On the wedding eve Betty brought the happy young man to dine with
me. He was in that state of unaccustomed and somewhat embarrassed
bliss in which a man would have dined happily with Beelzebub. A
fresh-coloured boy, with fair crisply set hair and a little
moustache a shade or two fairer, he kept on blushing radiantly, as
if apologising in a gallant sort of fashion for his existence in
the sphere of Betty's affection. As I had known him but casually
and desired to make his closer acquaintance, I had asked no one to
meet them, save Betty's aunt, whom a providential cold had
prevented from facing the night air.

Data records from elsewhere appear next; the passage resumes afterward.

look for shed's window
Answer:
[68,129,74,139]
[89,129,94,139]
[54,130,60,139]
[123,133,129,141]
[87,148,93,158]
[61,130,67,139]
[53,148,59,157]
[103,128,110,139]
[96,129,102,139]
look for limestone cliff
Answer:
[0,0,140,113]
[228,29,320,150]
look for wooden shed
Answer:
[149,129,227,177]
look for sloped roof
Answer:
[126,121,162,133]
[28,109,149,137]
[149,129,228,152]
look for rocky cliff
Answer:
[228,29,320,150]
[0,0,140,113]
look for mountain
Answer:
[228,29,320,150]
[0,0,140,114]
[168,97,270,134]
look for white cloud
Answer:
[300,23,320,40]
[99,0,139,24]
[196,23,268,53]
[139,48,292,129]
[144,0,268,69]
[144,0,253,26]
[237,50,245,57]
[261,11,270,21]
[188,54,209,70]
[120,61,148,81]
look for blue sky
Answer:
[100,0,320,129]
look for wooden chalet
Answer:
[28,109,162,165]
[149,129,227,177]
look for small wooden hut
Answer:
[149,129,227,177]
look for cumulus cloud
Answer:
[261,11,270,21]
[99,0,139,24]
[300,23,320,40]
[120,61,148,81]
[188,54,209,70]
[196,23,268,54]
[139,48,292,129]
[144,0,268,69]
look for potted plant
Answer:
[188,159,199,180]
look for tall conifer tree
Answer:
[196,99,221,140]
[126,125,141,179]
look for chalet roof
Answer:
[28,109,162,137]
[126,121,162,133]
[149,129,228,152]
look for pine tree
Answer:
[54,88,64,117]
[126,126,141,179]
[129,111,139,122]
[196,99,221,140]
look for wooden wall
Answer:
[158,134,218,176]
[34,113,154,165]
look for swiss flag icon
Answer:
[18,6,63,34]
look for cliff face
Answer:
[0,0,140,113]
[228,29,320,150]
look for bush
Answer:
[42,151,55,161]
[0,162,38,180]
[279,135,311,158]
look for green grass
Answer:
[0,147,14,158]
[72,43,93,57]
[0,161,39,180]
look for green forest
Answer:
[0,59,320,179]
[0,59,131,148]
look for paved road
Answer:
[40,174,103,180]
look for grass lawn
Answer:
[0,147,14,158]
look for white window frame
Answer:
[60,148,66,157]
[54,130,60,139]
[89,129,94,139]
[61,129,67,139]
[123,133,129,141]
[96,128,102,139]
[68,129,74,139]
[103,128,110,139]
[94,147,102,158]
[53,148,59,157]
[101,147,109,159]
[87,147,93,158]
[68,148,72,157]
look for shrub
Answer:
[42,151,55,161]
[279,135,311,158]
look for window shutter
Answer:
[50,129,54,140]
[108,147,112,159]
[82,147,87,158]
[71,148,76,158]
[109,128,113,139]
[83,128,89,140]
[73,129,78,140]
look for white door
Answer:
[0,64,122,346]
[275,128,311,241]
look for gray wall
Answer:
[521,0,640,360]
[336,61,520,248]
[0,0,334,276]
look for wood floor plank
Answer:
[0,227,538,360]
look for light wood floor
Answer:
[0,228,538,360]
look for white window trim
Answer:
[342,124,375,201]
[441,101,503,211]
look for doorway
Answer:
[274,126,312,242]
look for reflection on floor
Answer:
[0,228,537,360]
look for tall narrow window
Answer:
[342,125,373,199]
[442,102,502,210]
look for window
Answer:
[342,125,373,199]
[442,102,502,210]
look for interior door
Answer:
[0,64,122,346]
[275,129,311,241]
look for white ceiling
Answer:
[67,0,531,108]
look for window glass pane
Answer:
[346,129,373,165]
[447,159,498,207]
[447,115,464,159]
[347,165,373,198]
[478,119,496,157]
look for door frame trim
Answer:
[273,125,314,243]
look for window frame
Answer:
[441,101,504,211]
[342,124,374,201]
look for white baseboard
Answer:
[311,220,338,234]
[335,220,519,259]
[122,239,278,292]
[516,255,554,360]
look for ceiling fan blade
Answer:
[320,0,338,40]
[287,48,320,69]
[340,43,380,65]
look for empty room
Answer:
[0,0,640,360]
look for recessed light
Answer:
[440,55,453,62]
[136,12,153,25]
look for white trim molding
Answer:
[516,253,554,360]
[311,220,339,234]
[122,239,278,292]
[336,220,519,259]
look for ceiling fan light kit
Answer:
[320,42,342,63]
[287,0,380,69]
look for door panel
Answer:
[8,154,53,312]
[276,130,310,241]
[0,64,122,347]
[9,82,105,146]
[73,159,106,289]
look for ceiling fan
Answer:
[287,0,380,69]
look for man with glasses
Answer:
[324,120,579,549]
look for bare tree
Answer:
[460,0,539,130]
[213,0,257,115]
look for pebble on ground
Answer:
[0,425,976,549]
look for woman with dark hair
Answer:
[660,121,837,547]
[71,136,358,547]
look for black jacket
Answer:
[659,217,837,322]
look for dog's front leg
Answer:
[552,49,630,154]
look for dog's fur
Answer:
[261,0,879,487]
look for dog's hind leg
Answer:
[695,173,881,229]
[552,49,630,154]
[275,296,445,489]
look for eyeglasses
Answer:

So, in the comfortable little
oak-panelled dining-room, hung round with my beloved collection of
Delft, I had the pair all to myself, one on each side; and in this
way I was able to read exchanges of glances whence I might form
sage conclusions. Bella, spruce parlour-maid, waited deftly.
Sergeant Marigold, when not occupied in the mild labour of filling
glasses, stood like a guardian ramrod behind my chair--a self-
assigned post to which he stuck grimly like a sentinel. As I
always sat with my back to the fire there must have been times
when, the blaze roaring more fiercely than usual up the chimney,
he must have suffered martyrdom in his hinder parts.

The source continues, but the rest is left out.